If you want a more up-to-date version, you can download a dedicated macOS Git installer from the official Git website:
https://git-scm.com/download/mac
Linux
On Debian-based distributions (Ubuntu, Debian, Linux Mint):
sudo apt install git-all
On Fedora and RPM-based distributions (RHEL, CentOS):
sudo dnf install git-all
For other distributions, the Git website maintains installation instructions for most platforms at https://git-scm.com/download/linux.
Windows
Download the official Git for Windows installer from:
https://git-scm.com/download/win
The download starts automatically when you visit the page. Git for Windows installs Git Bash — a terminal environment that gives Windows users a Unix-like command-line experience. This is the recommended way to use Git on Windows, as most Git documentation and tooling assumes a Unix-style environment.
Verifying the Installation
Once installed, confirm Git is available by checking its version:
git --version
# Output: git version 2.x.x
First-Time Configuration
Git comes with a configuration tool called git config that lets you set variables controlling how Git looks and behaves. These settings are stored in three places, each with a different scope:
| Level | File Location | Scope | Flag |
|---|---|---|---|
| System | /etc/gitconfig | Every user on the machine | --system |
| Global | ~/.gitconfig | Your user account, all repositories | --global |
| Local | .git/config | The current repository only | --local |
Each level overrides the one above it. A local setting in a specific repository will always take precedence over your global setting, which takes precedence over the system setting.
For personal development machines, the global level is where you will do most of your configuration.
Setting Your Identity
The first thing to configure after installing Git is your name and email address. This is critical — every commit you create permanently records this information. It is how collaborators and project history identify who made each change.
git config --global user.name "Your Name"
git config --global user.email "you@example.com"
The --global flag means this applies to every repository on your machine. If you ever need a different identity for a specific project — say, a work email for a company repository — you can override it locally from inside that project's directory:
git config --local user.email "work@company.com"
Setting Your Default Editor
When Git needs you to write a message — such as during a commit or a merge — it opens a text editor. By default it uses whatever your system's default editor is, which on many systems is Vim. If you prefer something else, configure it explicitly:
# VS Code
git config --global core.editor "code --wait"
# Nano (simpler terminal editor)
git config --global core.editor "nano"
# Sublime Text
git config --global core.editor "subl -n -w"
The --wait flag for VS Code tells Git to wait until you close the file in the editor before proceeding — without it, Git moves on immediately and the commit message is empty.

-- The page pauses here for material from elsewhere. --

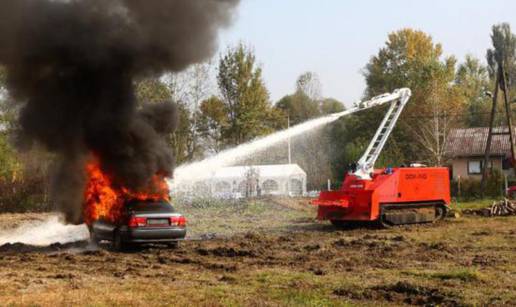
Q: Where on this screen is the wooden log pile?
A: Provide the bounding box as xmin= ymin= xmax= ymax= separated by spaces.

Setting the Default Branch Name
When you create a new repository with git init, Git creates an initial branch. Historically this was named master. Since Git 2.28, you can configure the default name — and the current industry convention has shifted to main:
git config --global init.defaultBranch main
Setting this means every new repository you initialise will start with a branch called main rather than master, consistent with how GitHub and most modern platforms now name the default branch.
Checking Your Configuration
To see all your current configuration settings and the file they came from:
git config --list --show-origin
To check a specific setting:
git config user.name
git config user.email
If you ever get an unexpected value for a setting and aren't sure where it came from, the --show-origin flag will tell you exactly which configuration file is responsible:
git config --show-origin user.name
# Output: file:/home/wariz/.gitconfig Wariz
Getting Help
If you need to look up what a Git command does or what options it accepts, Git has built-in documentation accessible entirely offline:
git help <command> # Full manual page
git <command> --help # Same as above
git <command> -h # Concise quick-reference
For example:
git help config # Opens the full config manual
git commit -h # Shows a compact list of commit options
A Recommended Setup Checklist
Here is the complete first-time setup sequence for a new machine:
# 1. Confirm Git is installed
git --version
# 2. Set your identity
git config --global user.name "Your Name"

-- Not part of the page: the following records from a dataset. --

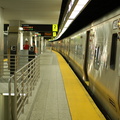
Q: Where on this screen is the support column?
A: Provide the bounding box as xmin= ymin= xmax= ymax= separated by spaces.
xmin=8 ymin=20 xmax=21 ymax=75
xmin=0 ymin=7 xmax=4 ymax=77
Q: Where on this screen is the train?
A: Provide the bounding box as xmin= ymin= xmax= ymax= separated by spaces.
xmin=52 ymin=8 xmax=120 ymax=120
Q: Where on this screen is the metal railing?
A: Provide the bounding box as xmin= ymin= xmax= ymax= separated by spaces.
xmin=3 ymin=55 xmax=40 ymax=120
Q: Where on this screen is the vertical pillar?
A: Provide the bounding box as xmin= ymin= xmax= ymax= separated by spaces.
xmin=0 ymin=7 xmax=4 ymax=77
xmin=8 ymin=20 xmax=21 ymax=75
xmin=41 ymin=37 xmax=44 ymax=53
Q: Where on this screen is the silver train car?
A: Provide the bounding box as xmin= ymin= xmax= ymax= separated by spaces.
xmin=52 ymin=8 xmax=120 ymax=120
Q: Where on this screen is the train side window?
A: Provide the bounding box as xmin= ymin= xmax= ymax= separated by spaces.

git config --global user.email "you@example.com"
# 3. Set your preferred editor
git config --global core.editor "code --wait"
# 4. Set the default branch name
git config --global init.defaultBranch main
# 5. Verify everything looks correct
git config --list
Once these steps are done, your Git environment is ready. The configuration persists permanently — you only need to repeat this when setting up a new machine or when you want to change a setting.